The enterprise processed staples such as toor dal, mustard oil, and flour, and operated for several decades. Beyond production, it played a role in boosting agro‑processing capacity in the region and supporting fellow traders. Locally, the family became associated with the "Kundi wale" lineage, which earned recognition within the Narela trading community. The mill was also officially empanelled with the Food Corporation of India (FCI) for wheat distribution under the Open Market Sale Scheme (OMSS) as of 2014.

==Transport==

=== Air ===

Airports with regular scheduled commercial flights are:

- Indira Gandhi International Airport 40 km south of Narela
- Noida International Airport 110 km southeast of Narela
- Hindon Airport 40 km southeast of Narela with domestic flights only
- Hisar Airport 160 km west of Narela with domestic flights only and internation flights being planned

=== Railway ===

Narela (NUR) is a station of Indian Railways.
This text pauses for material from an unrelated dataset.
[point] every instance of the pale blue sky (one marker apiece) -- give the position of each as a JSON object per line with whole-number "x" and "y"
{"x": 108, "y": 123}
Samaypur Badli metro station station on Delhi Metro's Yellow Line is the nearest station. Delhi Metro's Master Plan Phase IV, currently underway, entails extension of metro to Narela and beyond to Sonipat.

===Road===

Narela is located on G.T. Karnal road (NH44). The Delhi Transport Corporation (DTC) has a bus depot at Narela with bus services within Delhi and nearby towns in NCR.